Upon activation, it effectively doubles Iron Mountain’s installed solar production from 2 MW to nearly 4 MW, and – together with prior wind farm power purchases in Pennsylvania and Texas – will help the company utilize renewable resources for two-thirds of total North American electricity load by 2018.
“Energy usage across our real estate portfolio comprises half of our global greenhouse gas emissions (GHG) footprint,” said Ty Ondatje, senior vice president of Corporate Responsibility and chief diversity officer, Iron Mountain. “As such, renewable and sustainable energy strategies like solar represent a major opportunity for us to reduce our impact on the environment while enabling us to innovate and operate our business more efficiently.”
“Additionally, power purchase agreements like this and others we have throughout North America help us stabilize our long term costs and enable us to use energy at lower than grid prices,” Ondatje added.
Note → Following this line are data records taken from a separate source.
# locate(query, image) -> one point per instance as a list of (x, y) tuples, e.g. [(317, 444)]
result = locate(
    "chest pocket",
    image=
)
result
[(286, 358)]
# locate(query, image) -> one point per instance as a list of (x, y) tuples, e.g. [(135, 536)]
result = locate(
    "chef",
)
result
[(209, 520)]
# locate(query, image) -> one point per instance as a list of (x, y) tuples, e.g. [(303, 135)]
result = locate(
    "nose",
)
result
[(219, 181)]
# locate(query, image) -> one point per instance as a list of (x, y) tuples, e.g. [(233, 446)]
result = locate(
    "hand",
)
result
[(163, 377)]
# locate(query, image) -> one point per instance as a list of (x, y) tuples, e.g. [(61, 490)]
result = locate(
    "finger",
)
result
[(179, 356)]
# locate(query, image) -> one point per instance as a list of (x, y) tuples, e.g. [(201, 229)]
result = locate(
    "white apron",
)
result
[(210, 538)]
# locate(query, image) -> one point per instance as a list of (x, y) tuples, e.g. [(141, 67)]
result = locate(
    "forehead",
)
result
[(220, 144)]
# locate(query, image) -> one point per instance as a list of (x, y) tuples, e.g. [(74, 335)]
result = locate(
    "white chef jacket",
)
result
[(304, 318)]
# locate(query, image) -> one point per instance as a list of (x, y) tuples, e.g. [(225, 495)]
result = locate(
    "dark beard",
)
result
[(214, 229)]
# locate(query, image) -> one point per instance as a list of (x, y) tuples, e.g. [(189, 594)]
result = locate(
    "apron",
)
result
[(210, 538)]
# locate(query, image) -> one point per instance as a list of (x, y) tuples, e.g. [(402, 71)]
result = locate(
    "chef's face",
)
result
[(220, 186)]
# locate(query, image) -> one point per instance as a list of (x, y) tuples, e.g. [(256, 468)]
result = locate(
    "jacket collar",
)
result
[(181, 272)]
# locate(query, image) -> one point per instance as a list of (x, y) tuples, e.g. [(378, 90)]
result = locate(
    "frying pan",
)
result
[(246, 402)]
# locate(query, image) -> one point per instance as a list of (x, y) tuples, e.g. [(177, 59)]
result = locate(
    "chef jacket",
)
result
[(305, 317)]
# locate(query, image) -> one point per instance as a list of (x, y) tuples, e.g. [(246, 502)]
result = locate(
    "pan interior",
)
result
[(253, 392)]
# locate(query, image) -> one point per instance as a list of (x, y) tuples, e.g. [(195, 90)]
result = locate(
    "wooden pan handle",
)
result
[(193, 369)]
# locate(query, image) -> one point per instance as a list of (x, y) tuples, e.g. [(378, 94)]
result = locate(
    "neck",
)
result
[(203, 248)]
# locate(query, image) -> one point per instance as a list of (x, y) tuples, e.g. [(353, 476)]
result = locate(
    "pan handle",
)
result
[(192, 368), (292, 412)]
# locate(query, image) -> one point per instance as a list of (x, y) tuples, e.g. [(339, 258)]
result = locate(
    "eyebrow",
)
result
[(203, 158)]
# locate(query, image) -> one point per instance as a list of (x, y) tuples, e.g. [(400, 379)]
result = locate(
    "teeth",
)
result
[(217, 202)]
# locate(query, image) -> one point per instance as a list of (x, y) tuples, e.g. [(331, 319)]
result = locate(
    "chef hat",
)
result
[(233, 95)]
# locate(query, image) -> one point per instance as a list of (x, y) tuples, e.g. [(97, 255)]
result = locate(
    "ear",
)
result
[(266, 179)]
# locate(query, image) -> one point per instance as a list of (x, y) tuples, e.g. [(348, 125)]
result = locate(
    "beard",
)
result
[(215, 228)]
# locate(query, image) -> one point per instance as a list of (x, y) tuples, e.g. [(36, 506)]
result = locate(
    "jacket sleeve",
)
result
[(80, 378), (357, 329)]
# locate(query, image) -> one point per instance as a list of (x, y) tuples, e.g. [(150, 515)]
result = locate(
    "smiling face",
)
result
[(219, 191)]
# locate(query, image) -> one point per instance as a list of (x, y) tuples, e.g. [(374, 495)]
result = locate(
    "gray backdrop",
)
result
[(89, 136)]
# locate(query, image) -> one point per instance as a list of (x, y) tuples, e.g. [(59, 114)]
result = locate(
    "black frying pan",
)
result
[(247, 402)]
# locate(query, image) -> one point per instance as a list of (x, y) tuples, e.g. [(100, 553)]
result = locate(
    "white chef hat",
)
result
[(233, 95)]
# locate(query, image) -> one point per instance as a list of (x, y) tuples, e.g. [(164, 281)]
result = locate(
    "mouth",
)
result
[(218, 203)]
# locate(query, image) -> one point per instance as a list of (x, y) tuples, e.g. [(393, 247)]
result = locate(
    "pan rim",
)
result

For these reasons, we are committed to renewable energy strategies to benefit our business and position Iron Mountain and our customers to meet the growing expectations for sustainable business practices.”
The array was installed by Pro-Tech Energy Solutions of Moorestown, NJ, and sits on neighboring property belonging to The Clayton Companies, one of the largest privately held mining companies in New Jersey.